Neue feige Brandanschläge
05.02.2010 | Autonome Nationalisten Pulheim (ANP)
Wie die Sächsische Zeitung berichtete, gab es am 01.02.2010 erneut Brandanschläge in Leipzig.
Das Ziel war diesmal ein schwarzer BMW X5 aus Brandenburg; der Sachschaden beläuft sich auf 90.000 Euro. Genau zehn Tage zuvor wurde in der Nähe ein Renault-Transporter angezündet. Bei dem BMW wurde die hintere rechte Scheibe eingeschlagen und ein Brandsatz in das Innere des Wagens geworfen.
Zu dem Anschlag bekannte sich, wie auch zehn Tage zuvor, die „Militante Gruppe Leipzig“ auf der Plattform „Indymedia“. Da dieses Bekennerschreiben nur drei Stunden nach der Tat auf „Indymedia“ eingestellt wurde, geht die Polizei davon aus, dass diese Gruppe auch wirklich für den Anschlag verantwortlich ist. In dem Fall des Renaults ging die Polizei noch von Trittbrettfahrern aus und verfolgte diese Spur anscheinend nicht weiter. Auch ein in der Nähe des Tatortes aufgegriffener Mann, der sich laut Polizei „auffällig“ verhielt, wurde nach einer Ausweiskontrolle wieder laufen gelassen.
Was nun von der „Militanten Gruppe Leipzig“ zu halten ist, darüber kann man sich noch nicht sicher sein. Die bisher veröffentlichten Texte offenbaren eine eklatante Rechtsschreibeschwäche und sind auch ansonsten nicht gerade hochintellektuelle Ergüsse.
Größtenteils lesen sich ihre Texte wie von einem 14jährigen Indymedia Leser verfasst, der letztens sein erstes Buch über die RAF gelesen hat und sich dazu grob über Datenverschlüsselung im Internet informiert hat. Neben dem anhimmeln der „Militanten Gruppe Berlin“ kommen da Texte heraus, wie dieser (wortwörtlich übernommen, inklusive aller Fehler):
„Dies gielt einmal als Zeichen gegen die verdammten Bonzen, die Ihr Fahrzeug Makre Cabrio und Vergleichbares als Statussymbol ihres Reichtums verwenden und einmal gegen die Polizei, welche immerwieder Brutal u.a. gegen friendliche Linke AktivistInnen vorgeht durch Faustschläge, Pfefferspray und dergleichen. Youtube zeigt etliche solcher Gewaltaten durch Polizei.„
Allein dieser Text hört sich doch sehr so an, als würde der Verfasser diese Übergriffe selbst ebenfalls nur von YouTube kennen.
Es finden sich haufenweise weitere lustige Androhungen auf der „offiziellen“ Seite dieser Untergrund-Terrorzelle, hier sei nur noch eine wiedergegeben:
„Es ist vorstellbar, dass die BILD Leipzig aufgrund fehlerhafter oder unvollständiger Berichterstattung ebenfalls zum Ziel der MG-Leipzig wird. Hierfür kommen in Frage: - Inbrandsetzen von PKW der Mitarbeiter - Einwerfen der Scheiben der BILD-Zentrale - Inbrandsetzen Teile derB ILD-Zentrale“
Wie ernst man diese Gruppe nun nehmen kann ist also noch nicht ganz gesichert.
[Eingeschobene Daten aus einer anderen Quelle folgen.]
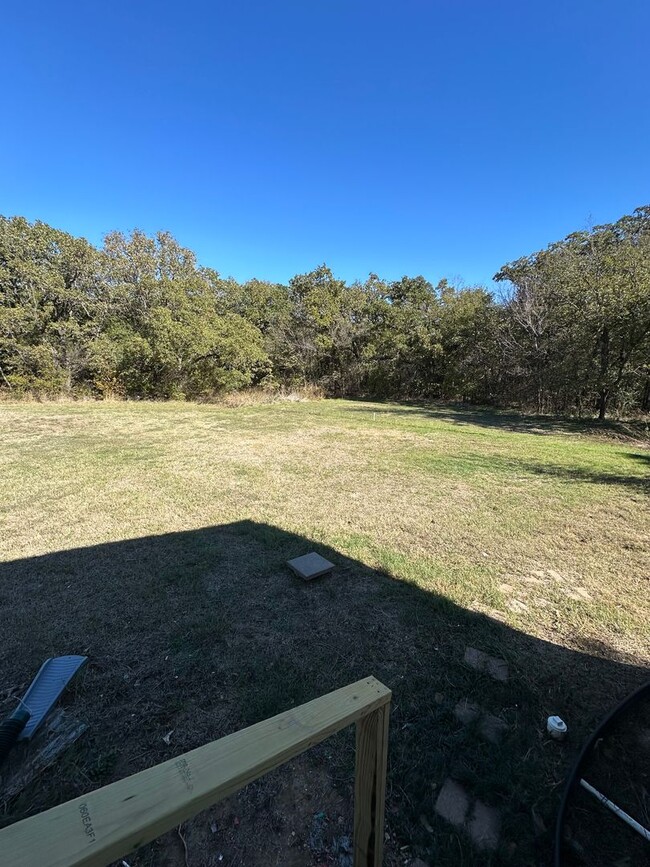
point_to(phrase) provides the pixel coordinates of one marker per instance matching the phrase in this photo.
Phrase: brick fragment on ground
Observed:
(452, 803)
(484, 826)
(480, 661)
Dass man sich allerdings überhaupt Gedanken darüber machen muss, ob solche linksterroristischen Gruppen inzwischen wieder in Deutschland Fuß fassen liegt allerdings alleine an dem Verhalten der Systemparteien, welche die linksextreme Szene mit staatlichen Fördergeldern unterstützt hat und weiterhin unterstützt, um sie als Fußtruppen im Kampf gegen die nationale Opposition zu nutzen.
Dass ihnen Teile dieser Fußtruppen langsam außer Kontrolle geraten sieht man nicht nur in Berlin und Hamburg, wo linksextremistische Brandanschläge auf Autos und Gebäude inzwischen zum Alltag gehören. Dass die Systempolitiker nichts unternehmen zeigt deutlich, dass das Handeln dieser Linksextremen in ihrem Sinne ist.
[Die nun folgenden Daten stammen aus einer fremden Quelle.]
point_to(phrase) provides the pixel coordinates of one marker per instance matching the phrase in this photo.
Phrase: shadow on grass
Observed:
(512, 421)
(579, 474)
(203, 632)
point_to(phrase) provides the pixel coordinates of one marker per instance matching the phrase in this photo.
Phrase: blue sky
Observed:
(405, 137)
Den einen gefällt es, weil sie die Ziele linksextremer Gruppierungen unterstützen, den anderen gefällt es, weil sie so falls es nötig werden sollte jederzeit eine Gefahrensituation heraufbeschwören können, die es für den BRD-Normalbürger nötig erscheinen lässt die Versammlungs- und Meinungsfreiheit weiter einzuschränken und die staatliche Überwachung aller Oppositionellen weiter zu verstärken.